A story from his time in Tegucigalpa best illustrates why helping others is so close to his heart.

Woods had a visiting team in a nearby small mountain village that had no electricity and no running water. Some of the houses were constructed from Adobe bricks, others a type of cinderblocks. All had dirt floors.

During their stay, the team members befriended a young village boy and gave him some clothes they had found that fit him. As they prepared to leave, they also gave him some sleeping bags, a tent and other items they weren’t going to take home.

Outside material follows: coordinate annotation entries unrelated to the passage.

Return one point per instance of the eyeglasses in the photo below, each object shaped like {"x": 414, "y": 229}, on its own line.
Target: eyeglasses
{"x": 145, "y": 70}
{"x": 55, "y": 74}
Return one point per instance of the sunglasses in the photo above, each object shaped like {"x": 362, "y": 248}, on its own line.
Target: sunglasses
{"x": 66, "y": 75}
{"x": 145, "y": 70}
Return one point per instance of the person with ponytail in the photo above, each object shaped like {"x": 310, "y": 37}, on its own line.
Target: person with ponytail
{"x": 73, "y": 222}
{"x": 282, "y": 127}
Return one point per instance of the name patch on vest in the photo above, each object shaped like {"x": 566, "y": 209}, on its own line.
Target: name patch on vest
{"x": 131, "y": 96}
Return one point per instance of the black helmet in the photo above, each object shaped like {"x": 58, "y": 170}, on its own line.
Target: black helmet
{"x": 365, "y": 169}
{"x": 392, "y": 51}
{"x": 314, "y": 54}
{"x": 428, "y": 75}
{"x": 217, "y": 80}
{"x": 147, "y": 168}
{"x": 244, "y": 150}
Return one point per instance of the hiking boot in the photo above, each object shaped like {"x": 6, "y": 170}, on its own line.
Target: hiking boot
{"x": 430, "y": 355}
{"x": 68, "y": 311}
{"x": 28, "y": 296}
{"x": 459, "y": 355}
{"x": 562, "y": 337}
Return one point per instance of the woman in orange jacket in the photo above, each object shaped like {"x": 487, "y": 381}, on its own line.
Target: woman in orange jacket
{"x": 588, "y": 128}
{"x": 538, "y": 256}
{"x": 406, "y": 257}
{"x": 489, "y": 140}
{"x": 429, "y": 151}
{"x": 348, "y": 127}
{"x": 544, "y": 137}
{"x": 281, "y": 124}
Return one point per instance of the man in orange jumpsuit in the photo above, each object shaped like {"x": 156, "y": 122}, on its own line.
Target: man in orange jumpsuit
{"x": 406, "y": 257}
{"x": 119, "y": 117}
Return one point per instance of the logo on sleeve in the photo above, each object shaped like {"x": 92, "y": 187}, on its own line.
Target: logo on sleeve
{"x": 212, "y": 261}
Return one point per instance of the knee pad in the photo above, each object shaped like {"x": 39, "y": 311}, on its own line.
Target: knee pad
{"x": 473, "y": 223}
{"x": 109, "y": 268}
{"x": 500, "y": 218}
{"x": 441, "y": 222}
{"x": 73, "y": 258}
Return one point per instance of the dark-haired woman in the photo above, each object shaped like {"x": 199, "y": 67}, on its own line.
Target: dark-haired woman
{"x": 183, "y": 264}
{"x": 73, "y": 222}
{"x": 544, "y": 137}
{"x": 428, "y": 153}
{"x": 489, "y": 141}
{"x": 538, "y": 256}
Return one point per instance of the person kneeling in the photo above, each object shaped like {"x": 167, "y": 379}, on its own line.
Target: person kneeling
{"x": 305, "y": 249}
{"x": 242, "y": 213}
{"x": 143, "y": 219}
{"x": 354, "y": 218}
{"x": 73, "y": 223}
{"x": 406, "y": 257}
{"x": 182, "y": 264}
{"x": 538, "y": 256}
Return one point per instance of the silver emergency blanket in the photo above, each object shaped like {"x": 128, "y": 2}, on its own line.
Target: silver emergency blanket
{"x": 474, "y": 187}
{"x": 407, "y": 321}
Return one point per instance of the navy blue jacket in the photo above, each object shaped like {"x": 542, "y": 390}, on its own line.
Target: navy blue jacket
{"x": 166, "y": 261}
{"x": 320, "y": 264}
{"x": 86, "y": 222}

The next day, the boy’s father came and asked if Woods and some of the other men in the group could come to his house that evening. When they arrived the boy showed them his room, where the sleeping bag was spread across a frame with ropes and a quilt that was his bed.

The boy had given a sleeping bag to his sister and one to his mother and father, and the family wanted to thank them. As they prepared to leave, the father went around the house and came back with a full stalk of bananas which he presented to the group in appreciation.

“As we were leaving several of the guys were laughing and joking about the bananas,” Woods said. “I stopped them because what they weren’t aware of is that a banana tree only makes one stalk of bananas a year. In these small villages, there will be three or four banana trees around each house, and they are something the families either consume for themselves or sell to make some income.

“Those clothes and leftover sleeping bags meant so much to that family they were willing to give up a portion of their income to thank us. That is the impact serving others can have, and I am thankful for all my past opportunities and the many more to come through my continued work as a missionary, a serviceman and a CRNA.”